Critical wetting, first-order wetting and prewetting phase transitions in binary mixtures of Bose-Einstein condensates

TL;DR

This paper investigates wetting phase transitions in binary Bose-Einstein condensates at optical walls, revealing that realistic potentials can induce both first-order and critical wetting, with implications for experimental control via Feshbach resonances.

Contribution

It demonstrates that finite-range optical wall potentials can lead to both first-order and critical wetting transitions in binary BEC mixtures, extending previous hard-wall boundary results.

Findings

First-order wetting occurs with realistic exponential potentials.

Critical wetting can also occur under certain conditions.

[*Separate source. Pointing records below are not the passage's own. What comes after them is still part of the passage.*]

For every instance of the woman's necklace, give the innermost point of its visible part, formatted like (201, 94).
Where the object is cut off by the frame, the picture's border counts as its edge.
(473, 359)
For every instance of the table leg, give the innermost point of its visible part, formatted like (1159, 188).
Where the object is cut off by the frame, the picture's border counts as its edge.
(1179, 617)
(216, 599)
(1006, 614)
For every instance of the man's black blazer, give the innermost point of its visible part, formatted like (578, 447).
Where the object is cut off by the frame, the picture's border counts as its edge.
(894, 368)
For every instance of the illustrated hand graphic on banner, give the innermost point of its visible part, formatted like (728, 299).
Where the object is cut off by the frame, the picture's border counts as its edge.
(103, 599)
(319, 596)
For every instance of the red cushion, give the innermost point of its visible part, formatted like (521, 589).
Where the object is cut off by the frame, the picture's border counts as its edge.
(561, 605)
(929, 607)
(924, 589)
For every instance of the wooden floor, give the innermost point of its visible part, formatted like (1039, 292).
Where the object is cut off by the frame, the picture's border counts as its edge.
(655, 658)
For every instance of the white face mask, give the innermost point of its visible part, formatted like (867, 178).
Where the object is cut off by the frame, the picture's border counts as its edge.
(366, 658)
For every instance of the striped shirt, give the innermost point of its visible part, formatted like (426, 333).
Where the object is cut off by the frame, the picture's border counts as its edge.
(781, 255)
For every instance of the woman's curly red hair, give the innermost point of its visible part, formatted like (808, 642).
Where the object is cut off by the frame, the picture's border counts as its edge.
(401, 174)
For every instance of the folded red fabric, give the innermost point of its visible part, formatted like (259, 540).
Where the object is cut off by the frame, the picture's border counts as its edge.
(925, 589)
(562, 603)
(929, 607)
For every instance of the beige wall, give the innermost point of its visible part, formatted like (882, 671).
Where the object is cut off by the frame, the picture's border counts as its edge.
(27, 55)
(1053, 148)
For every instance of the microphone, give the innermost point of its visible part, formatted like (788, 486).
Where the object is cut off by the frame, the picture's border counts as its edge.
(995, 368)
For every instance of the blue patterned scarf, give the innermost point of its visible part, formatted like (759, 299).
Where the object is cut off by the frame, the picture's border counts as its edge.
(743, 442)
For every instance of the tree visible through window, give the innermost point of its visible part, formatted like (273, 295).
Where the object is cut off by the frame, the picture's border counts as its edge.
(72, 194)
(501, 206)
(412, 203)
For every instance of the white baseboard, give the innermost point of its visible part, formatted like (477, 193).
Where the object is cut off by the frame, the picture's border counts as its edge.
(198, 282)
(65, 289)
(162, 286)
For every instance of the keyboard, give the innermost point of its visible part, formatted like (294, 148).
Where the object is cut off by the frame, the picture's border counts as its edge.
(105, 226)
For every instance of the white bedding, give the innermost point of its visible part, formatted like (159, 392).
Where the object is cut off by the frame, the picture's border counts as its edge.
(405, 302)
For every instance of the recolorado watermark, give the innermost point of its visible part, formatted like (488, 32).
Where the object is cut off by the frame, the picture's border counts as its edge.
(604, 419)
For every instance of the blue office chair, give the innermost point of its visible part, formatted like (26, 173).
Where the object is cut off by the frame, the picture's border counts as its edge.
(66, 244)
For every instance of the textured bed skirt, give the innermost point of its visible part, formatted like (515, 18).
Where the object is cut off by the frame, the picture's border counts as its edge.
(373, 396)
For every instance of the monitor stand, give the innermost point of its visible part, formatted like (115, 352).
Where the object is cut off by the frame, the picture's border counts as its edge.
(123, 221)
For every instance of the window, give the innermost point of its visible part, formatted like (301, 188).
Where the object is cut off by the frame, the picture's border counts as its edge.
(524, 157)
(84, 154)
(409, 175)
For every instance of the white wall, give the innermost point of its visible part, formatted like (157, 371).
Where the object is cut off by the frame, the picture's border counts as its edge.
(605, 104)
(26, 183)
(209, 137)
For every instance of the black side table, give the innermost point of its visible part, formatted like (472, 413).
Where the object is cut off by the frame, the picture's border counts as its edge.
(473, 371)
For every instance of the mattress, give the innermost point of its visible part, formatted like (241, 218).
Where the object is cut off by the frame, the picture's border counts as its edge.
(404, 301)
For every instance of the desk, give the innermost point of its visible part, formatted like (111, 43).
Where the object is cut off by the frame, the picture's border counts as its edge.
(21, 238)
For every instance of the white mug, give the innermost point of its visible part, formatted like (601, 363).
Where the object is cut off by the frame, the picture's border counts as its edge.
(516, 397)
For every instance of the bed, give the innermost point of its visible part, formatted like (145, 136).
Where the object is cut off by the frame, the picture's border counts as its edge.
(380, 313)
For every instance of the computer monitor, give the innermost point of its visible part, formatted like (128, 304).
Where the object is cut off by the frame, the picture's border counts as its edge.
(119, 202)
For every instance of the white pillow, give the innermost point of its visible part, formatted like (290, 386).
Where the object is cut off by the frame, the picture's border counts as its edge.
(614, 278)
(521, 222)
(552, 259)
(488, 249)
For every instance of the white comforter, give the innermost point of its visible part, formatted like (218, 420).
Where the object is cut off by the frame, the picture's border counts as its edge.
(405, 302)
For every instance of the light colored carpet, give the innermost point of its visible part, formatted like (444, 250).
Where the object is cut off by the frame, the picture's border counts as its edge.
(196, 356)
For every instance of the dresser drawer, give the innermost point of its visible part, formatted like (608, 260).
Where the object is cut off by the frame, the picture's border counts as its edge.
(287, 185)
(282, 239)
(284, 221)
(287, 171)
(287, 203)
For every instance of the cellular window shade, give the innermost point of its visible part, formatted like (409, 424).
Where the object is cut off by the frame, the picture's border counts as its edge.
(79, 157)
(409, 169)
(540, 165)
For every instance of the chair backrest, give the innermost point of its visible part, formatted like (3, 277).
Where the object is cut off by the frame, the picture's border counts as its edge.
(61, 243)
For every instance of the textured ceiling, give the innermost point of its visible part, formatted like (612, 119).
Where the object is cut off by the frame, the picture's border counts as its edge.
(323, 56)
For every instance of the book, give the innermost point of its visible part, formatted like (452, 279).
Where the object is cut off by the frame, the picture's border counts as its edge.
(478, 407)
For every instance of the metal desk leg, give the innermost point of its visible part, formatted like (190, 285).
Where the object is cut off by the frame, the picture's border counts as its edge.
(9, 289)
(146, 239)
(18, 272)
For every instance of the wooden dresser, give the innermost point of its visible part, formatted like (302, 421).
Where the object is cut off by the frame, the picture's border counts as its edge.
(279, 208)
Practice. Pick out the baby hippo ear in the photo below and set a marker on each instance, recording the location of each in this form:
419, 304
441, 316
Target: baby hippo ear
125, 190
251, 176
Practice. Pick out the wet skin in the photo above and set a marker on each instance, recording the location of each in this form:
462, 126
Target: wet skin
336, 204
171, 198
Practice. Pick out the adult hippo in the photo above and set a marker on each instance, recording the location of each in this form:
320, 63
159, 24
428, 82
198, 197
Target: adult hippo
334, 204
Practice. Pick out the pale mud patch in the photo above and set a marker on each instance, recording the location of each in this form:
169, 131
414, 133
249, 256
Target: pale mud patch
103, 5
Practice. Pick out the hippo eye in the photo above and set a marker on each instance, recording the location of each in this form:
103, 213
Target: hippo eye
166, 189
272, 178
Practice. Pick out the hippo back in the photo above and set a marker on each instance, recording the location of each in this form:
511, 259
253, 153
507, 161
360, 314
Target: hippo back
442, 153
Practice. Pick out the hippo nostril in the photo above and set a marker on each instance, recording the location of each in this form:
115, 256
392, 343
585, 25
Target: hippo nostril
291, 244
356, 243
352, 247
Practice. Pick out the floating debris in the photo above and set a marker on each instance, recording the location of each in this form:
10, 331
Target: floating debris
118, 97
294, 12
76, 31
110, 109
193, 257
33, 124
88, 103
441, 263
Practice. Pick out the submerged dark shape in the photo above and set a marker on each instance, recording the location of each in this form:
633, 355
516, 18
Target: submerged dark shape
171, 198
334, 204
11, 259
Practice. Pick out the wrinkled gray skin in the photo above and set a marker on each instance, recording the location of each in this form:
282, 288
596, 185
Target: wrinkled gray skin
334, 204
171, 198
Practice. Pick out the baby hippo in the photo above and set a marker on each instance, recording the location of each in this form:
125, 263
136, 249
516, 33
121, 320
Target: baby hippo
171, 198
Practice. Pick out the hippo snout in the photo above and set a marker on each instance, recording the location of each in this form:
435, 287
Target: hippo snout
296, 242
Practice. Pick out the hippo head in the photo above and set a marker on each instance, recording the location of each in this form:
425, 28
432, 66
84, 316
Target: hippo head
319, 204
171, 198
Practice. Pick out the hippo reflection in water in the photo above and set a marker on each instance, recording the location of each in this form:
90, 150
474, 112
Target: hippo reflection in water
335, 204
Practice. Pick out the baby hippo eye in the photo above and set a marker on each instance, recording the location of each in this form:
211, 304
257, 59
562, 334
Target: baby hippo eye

Exact phase boundary results are derived for the hard-wall limit.

Abstract

An ultralow-temperature binary mixture of Bose-Einstein condensates adsorbed at an optical wall can undergo a wetting phase transition in which one of the species excludes the other from contact with the wall. Interestingly, while hard-wall boundary conditions entail the wetting transition to be of first order, using Gross-Pitaevskii theory we show that first-order wetting as well as critical wetting can occur when a realistic exponential optical wall potential (evanescent wave) with a finite turn-on length $\lambda$ is assumed. The relevant surface excess energies are computed in an expansion in $\lambda/\xi_i$, where $\xi_i$ is the healing length of condensate $i$. Experimentally, the wetting transition may best be approached by varying the interspecies scattering length $a_{12}$ using Feshbach resonances. In the hard-wall limit, $\lambda \rightarrow 0$, exact results are derived for the prewetting and first-order wetting phase boundaries.